Determining payment due dates
FAR 32.904 sets clear, enforceable payment due dates for various contract types to ensure prompt contractor payment and minimize interest penalties for late payments.
Overview
FAR 32.904 establishes the rules for determining payment due dates on government contracts, ensuring timely payments to contractors while allowing the government sufficient time for administrative processes. The section provides detailed guidance for various contract types, including standard supply/service contracts, architect-engineer contracts, construction contracts, cost-reimbursement contracts for services, and contracts for perishable food items. It also addresses procedures for mixed invoices and the calculation of interest penalties for late payments.
Key Rules
- General Rule for Payment Due Dates
- Payment is generally due the later of 30 days after the designated billing office receives a proper invoice or 30 days after government acceptance of supplies/services, with exceptions for certain contract types and items.
- Special Rules for Contract Types
- Architect-engineer contracts, construction contracts, cost-reimbursement contracts for services, and contracts for perishable food items have specific due date rules, often shorter than the standard 30 days.
- Constructive Acceptance
- For interest penalty purposes, acceptance is deemed to occur on the 7th day after delivery/performance unless there is a dispute, but this does not compel early acceptance or payment.
- Documentation and Justification
- Any extension of constructive acceptance or payment periods must be justified and documented in the contract file.
- Handling Mixed Invoices
- Agencies may pay mixed invoices on the earliest due date or split payments according to item due dates.
Responsibilities
- Contracting Officers: Must specify and document payment due dates, justify any extensions, ensure proper invoice receipt, and follow special rules for contract types and perishable items.
- Contractors: Must submit proper invoices/payment requests and comply with certification requirements, especially for construction contracts.

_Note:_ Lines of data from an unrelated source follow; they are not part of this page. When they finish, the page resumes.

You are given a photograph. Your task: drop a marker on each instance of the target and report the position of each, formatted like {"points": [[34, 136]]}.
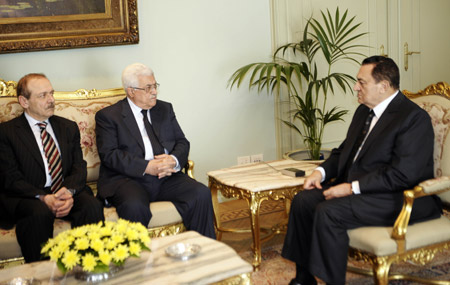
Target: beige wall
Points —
{"points": [[193, 47]]}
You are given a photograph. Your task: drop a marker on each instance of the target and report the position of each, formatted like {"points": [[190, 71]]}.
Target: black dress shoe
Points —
{"points": [[294, 282]]}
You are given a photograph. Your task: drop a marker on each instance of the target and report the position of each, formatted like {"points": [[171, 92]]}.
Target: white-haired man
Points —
{"points": [[142, 149]]}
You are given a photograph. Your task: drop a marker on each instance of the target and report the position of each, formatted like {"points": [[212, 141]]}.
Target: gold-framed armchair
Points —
{"points": [[420, 242]]}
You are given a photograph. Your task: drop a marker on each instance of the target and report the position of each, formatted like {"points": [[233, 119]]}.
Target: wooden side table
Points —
{"points": [[256, 183], [216, 263]]}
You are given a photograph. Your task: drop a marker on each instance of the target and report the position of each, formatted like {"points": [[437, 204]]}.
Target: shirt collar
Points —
{"points": [[380, 108], [32, 121]]}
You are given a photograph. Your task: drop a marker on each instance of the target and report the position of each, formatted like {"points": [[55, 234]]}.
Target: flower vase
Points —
{"points": [[94, 277]]}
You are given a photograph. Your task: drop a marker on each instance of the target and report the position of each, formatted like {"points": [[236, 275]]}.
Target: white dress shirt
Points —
{"points": [[139, 117], [378, 111], [37, 135]]}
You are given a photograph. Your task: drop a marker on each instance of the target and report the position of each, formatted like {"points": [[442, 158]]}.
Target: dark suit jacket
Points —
{"points": [[121, 147], [397, 155], [21, 165]]}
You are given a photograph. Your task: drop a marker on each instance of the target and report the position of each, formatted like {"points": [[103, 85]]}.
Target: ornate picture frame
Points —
{"points": [[114, 24]]}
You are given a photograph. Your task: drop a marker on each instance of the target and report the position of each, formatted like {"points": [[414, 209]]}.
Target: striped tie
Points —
{"points": [[53, 157]]}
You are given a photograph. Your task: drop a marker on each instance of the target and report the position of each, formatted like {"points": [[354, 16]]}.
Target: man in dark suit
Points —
{"points": [[142, 149], [43, 174], [361, 183]]}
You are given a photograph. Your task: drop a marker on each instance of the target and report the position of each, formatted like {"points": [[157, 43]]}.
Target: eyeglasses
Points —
{"points": [[148, 88]]}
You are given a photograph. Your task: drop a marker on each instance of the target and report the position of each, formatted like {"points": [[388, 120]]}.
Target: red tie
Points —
{"points": [[53, 157]]}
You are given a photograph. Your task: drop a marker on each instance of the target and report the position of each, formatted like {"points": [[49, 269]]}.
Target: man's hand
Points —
{"points": [[163, 165], [340, 190], [313, 181], [60, 203]]}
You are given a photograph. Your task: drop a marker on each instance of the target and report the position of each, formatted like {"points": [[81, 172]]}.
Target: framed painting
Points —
{"points": [[31, 25]]}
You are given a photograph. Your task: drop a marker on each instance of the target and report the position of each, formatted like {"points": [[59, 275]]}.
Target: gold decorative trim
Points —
{"points": [[8, 89], [440, 88], [254, 200], [168, 230], [381, 264], [117, 25], [242, 279]]}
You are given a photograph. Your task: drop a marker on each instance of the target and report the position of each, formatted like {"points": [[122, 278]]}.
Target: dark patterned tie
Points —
{"points": [[53, 157], [156, 145], [359, 141]]}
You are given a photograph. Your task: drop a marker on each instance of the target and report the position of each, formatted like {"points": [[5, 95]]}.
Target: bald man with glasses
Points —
{"points": [[142, 150]]}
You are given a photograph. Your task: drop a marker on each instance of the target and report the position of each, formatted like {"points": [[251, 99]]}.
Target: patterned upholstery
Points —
{"points": [[81, 107]]}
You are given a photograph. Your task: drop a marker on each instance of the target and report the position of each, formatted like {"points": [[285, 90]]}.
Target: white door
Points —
{"points": [[419, 41]]}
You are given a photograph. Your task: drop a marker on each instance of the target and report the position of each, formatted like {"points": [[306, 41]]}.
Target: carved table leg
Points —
{"points": [[215, 201], [255, 203]]}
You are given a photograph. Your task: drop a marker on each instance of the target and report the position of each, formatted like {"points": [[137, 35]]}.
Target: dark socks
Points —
{"points": [[304, 277]]}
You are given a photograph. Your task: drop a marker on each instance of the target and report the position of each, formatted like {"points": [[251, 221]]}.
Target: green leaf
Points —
{"points": [[305, 70]]}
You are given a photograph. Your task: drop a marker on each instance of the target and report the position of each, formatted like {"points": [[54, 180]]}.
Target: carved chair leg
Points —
{"points": [[381, 272]]}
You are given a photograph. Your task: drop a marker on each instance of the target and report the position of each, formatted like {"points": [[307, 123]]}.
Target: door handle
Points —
{"points": [[406, 53], [382, 51]]}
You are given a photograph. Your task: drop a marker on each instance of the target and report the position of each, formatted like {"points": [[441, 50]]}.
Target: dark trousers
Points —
{"points": [[35, 221], [191, 199], [317, 238]]}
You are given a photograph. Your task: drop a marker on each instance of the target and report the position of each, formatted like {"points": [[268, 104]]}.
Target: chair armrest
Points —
{"points": [[189, 169], [428, 187]]}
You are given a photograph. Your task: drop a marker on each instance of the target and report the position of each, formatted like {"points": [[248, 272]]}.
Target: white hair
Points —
{"points": [[131, 73]]}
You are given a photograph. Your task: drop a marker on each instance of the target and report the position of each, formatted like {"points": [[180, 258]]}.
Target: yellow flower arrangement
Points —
{"points": [[94, 247]]}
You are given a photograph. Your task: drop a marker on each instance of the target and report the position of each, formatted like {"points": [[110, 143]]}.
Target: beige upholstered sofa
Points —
{"points": [[382, 246], [81, 106]]}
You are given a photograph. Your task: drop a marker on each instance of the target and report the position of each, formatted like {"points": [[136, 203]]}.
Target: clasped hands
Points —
{"points": [[162, 165], [340, 190], [60, 203]]}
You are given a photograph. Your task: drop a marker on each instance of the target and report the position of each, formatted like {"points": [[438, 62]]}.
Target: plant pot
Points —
{"points": [[303, 154]]}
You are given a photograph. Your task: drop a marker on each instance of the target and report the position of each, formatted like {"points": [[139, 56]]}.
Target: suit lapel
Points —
{"points": [[59, 134], [354, 131], [383, 123], [24, 131], [130, 122], [155, 116]]}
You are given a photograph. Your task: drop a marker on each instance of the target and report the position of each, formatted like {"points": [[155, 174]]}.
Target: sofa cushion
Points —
{"points": [[378, 241]]}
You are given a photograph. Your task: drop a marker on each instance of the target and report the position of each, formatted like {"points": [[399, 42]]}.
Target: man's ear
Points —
{"points": [[130, 92], [385, 86], [23, 102]]}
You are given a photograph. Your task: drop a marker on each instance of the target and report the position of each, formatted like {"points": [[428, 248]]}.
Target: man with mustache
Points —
{"points": [[388, 148], [43, 174], [142, 148]]}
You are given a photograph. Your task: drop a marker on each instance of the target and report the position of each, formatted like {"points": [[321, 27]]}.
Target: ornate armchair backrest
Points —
{"points": [[79, 106], [435, 99]]}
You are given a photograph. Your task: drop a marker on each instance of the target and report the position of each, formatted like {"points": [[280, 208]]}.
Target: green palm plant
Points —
{"points": [[307, 87]]}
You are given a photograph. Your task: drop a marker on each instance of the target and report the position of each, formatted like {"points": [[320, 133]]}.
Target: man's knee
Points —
{"points": [[134, 210]]}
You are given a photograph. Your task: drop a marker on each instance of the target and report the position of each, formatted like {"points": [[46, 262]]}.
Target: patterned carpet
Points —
{"points": [[277, 270]]}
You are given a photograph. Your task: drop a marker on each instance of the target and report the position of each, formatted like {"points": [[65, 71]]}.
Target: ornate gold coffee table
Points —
{"points": [[216, 263], [256, 183]]}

- Agencies: Must process payments timely, annotate invoice receipt dates, and calculate/apply interest penalties as required.
Practical Implications
- This section ensures contractors are paid promptly and interest penalties are applied for late payments, reducing financial risk for contractors and promoting government accountability. Delays in invoice processing or acceptance can trigger interest penalties, so both contractors and agencies must adhere to documentation and procedural requirements. Special attention is needed for contracts involving perishable goods, construction, or architect-engineer services due to their unique payment timelines.